Читать книгу Designing Geodatabases for Transportation - J. Allison Butler - Страница 49
Realignment
ОглавлениеThe way you segment centerlines will affect future editing workloads. One of the more common issues you will deal with is facility realignments. A typical approach to building a geodatabase for road features is to identify the entities to be included by name and route number. You may additionally subdivide these entities at county lines or district boundaries to reduce the extent of changes or to coincide with your data maintenance organizational structure. This is all fine and good, but once the features are created, you need to break the symmetry of entities and features and treat name or route number as just another attribute. If you try to preserve the symmetry, you will have a lot of extra work when a road is realigned, particularly if you are using a linear location referencing method. The problem is that realignment causes the total length of the facility to change, resulting in a ripple effect through all the downstream locations. You either have to revise all their measure values or create some sort of reconciliation structure in the measure values to deal with the missing or duplicative values within the area of realignment.

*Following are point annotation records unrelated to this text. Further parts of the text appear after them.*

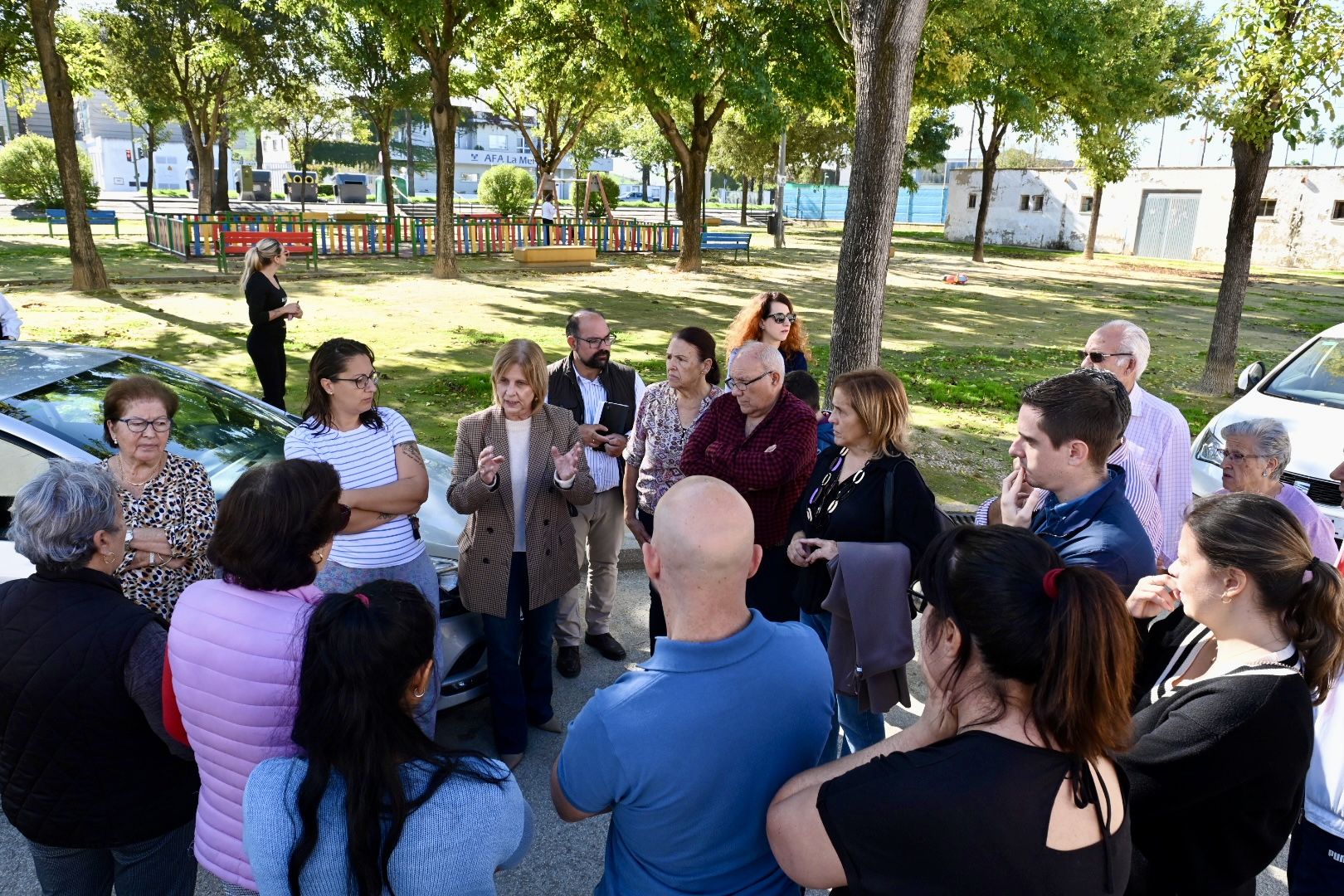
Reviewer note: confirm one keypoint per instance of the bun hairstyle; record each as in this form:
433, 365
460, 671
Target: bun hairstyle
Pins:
264, 251
1060, 631
360, 655
704, 343
1261, 538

You also may lose the ability to properly map event data applicable in datasets tied to old measure values.
A better choice is to treat the new section as a new facility. Add a facility status field to the database and give it one of three values: active, retired, and replaced. (See chapter 6.) You would leave the old alignment in the dataset; just list its status as retired. If you need to display historical data on the former alignment, the feature and its linear measures are still in place to do the job. You also do not need to change any downstream data. All the data about the new section is also new, so there is no lineage issue for the facility identifier and linear measures used by it. If you want to see the present state of the system, just select all the active facilities. You can select by date and status to produce various time-stamped views of the geodatabase.

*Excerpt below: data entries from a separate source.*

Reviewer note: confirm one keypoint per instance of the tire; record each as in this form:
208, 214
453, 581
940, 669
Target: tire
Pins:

Figure 4.8 A strategy for realignments One of the traditionally difficult aspects of a transportation dataset based on a route-milelog linear referencing method (LRM) is facility realignments that change the length of the facility at a midpoint. Such a change, if accomplished through traditional methods, will reshape the affected geometry and recalculate the measure for downstream events. A better way that avoids modifying all the event records is to make a new feature for the realigned portion and abandon the replaced segment. A status attribute identifies active and retired route segments. This approach has the benefit of retaining the original geometry and measures for time-based analyses.